(Reuters) - Surging prices for gasoline and diesel in the aftermath of Hurricane Harvey spiked margins to a more than two-year high, helping two big U.S. refiners record quarterly profits on Thursday that blew past Wall Street estimates.
Marathon Petroleum Corp MPC.N said its refining system was relatively spared during the hurricane season, with some short, preventive shutdowns.
“We set multiple refinery production records during the quarter, including record crude throughput in the month of August,” Marathon Petroleum President Donald Templin said on a conference call.
Marathon's refining and marketing gross margins rose to $14.14 per barrel from $10.67 last year. Valero Energy Corp's VLO.N refining margins rose 25.5 percent, with its refineries running at 92 percent capacity in the quarter.
Industrywide margins to produce diesel fuel rose to a more than two-and-a-half year high of $26.95 a barrel, while gasoline margins RBc1-CLc1 hit a two-year high in early September, after Hurricane Harvey struck Texas.

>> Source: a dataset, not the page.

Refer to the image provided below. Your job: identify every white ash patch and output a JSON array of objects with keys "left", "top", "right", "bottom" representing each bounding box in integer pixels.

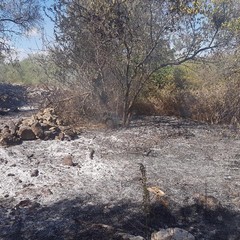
[{"left": 0, "top": 116, "right": 239, "bottom": 212}]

The hurricane sapped demand for crude and created long lines for gasoline in parts of the U.S. Southeast and Midwest.
Valero’s Chief Financial Officer Lane Riggs told analysts in its earnings call that its Port Arthur refinery would have “the biggest lingering effect” in the current quarter in the aftermath of the hurricane.
Marathon Petroleum shares rose 2.6 percent earlier to $57.90, their highest since August 2015, but scaled back and were now up marginally.
Valero’s shares traded down 1.8 percent at $76.21.
For the quarter ended Sept. 30, Marathon earned $1.77 per share, easily topping analysts’ expectations by 29 cents, while Valero’s profit of $1.91 per share beat estimates of $1.83, according to Thomson Reuters I/B/E/S.